A little blonde haired girl sits on a grey rug, surrounded by scattered crayons and one subject notebooks, the kind with the map of Canada on the front. Clutching a pencil, she’s drawing ugly unicorns and naming them after the words on her favourite crayons, the sparkly ones. She gives them a history, knows which ones like each other, which ones are good and which are bad. She sits like this for hours, imagining.
When she learns to read music, from a Pocahontas themed recorder book, she pretends that D is the bad guy, that G is protecting A and C from D, and B is unpredictable. In math, odd and even numbers have different characters. On long car rides, she writes songs about rose gardens in her head (and sometimes outloud). She plays elaborate make believe games with her friends, spends Saturdays racing through the park as Sailor Moon or some character of her own creation.
I meet a lot of people in archaeology who talk about spending their childhoods digging in sandboxes and watching Indiana Jones. They always knew that they wanted to be an archaeologist, this is their dream come true. And it makes me stop and think. I wasn’t dreaming of arrowheads and potsherds, digging up my parents backyard.
I was writing and telling stories. Always. For as long as I can remember, writing has been an enormous part of my life. From the role playing games and fanfiction that introduced me to my best friend to the years of emo poems (not all bad) that I wrote in high school. In school, I was always pretty sure I would get a good grade if it involved writing. Because I’ve been doing it since I learned how. I have so much practice of fitting words together, of expressing my ideas. And I love it. Even now, as my fingers glide over the keyboard and try desperately to keep up with my train of thought, the thrill of being able to say what I want fills me with a sense of completion.

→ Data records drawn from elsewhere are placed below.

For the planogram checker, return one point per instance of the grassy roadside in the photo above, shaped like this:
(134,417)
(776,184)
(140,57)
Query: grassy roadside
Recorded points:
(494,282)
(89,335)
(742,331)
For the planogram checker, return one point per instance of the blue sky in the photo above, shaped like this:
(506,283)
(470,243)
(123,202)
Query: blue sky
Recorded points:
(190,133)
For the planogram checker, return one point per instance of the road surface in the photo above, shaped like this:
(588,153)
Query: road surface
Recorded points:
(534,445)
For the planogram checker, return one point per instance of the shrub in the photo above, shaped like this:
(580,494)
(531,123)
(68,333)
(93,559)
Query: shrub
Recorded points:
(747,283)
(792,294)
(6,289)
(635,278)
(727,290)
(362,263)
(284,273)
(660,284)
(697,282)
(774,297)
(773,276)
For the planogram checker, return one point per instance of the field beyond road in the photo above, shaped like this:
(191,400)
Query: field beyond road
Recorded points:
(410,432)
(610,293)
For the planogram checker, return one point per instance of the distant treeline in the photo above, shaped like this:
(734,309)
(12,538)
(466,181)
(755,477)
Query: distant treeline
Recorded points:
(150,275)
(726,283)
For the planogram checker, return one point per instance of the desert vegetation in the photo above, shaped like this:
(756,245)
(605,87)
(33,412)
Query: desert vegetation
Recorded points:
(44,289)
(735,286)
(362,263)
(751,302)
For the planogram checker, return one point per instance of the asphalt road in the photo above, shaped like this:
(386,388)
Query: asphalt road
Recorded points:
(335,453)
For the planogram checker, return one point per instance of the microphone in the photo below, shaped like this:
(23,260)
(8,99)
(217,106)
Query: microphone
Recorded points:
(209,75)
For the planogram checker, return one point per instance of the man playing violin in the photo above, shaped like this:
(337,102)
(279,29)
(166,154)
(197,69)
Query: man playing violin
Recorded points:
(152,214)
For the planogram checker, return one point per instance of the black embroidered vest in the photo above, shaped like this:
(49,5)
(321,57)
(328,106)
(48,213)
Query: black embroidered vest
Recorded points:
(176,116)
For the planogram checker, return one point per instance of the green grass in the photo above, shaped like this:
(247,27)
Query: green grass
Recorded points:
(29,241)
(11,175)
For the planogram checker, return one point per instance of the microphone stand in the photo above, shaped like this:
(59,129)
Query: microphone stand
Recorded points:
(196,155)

Writing, for me, is like breathing. Absolutely necessary. I wake up in the middle of the night to write down sentences and words that are spinning through my head. I can’t sleep for the story I’m creating as I lie awake.

But I tend to forget that. I always say that my dream is to someday write books. But I never let myself fully pursue that dream. I always say that I’ll do it in my spare time, as I’m doing another, preferably well paying, job.
When I went into journalism, I thought I had found the best of both worlds. I would get to write, but I would also satisfy my need for stability, for a “career path” or a Plan. But journalism, while arguably it is writing and telling stories, simply sucked the fun out of writing for me. It’s more of a formula than an art. When I decided to do a Master’s, I went towards my other love, history, and chose archaeology. A more pratical approach that would hopefully lead me to a career in museums.
None of these paths I have chosen have been perfect for me. All because I don’t have the courage to pursue my true passion - to actually become a writer. To live as a writer. To open myself up to the possibility that I may fail and that I may have to live a less predictable life. I don’t know if I have it in me to be that person.
But as I start to discover more and more about who I truly am, about what I want in my life, it’s becoming obvious that I should have taken the path I chose from the very start. That what I really want to do is write.
I don’t know what I’m going to do with this new found revelation quite yet. I still have an MA to finish and debts to pay off. But I’m starting to think about my future and ways of keeping writing in my life, of someday being able to call myself a writer by profession. Right now I’m thinking that after this MA, I will work for a few years and then possible do an MFA in Creative Writing. I think it would be amazing. To finally be in an environment where I am constantly thinking about my writing, about being inspired.
And until then, I’ll continue writing on my own, because that’s what I’ve always done and always will do.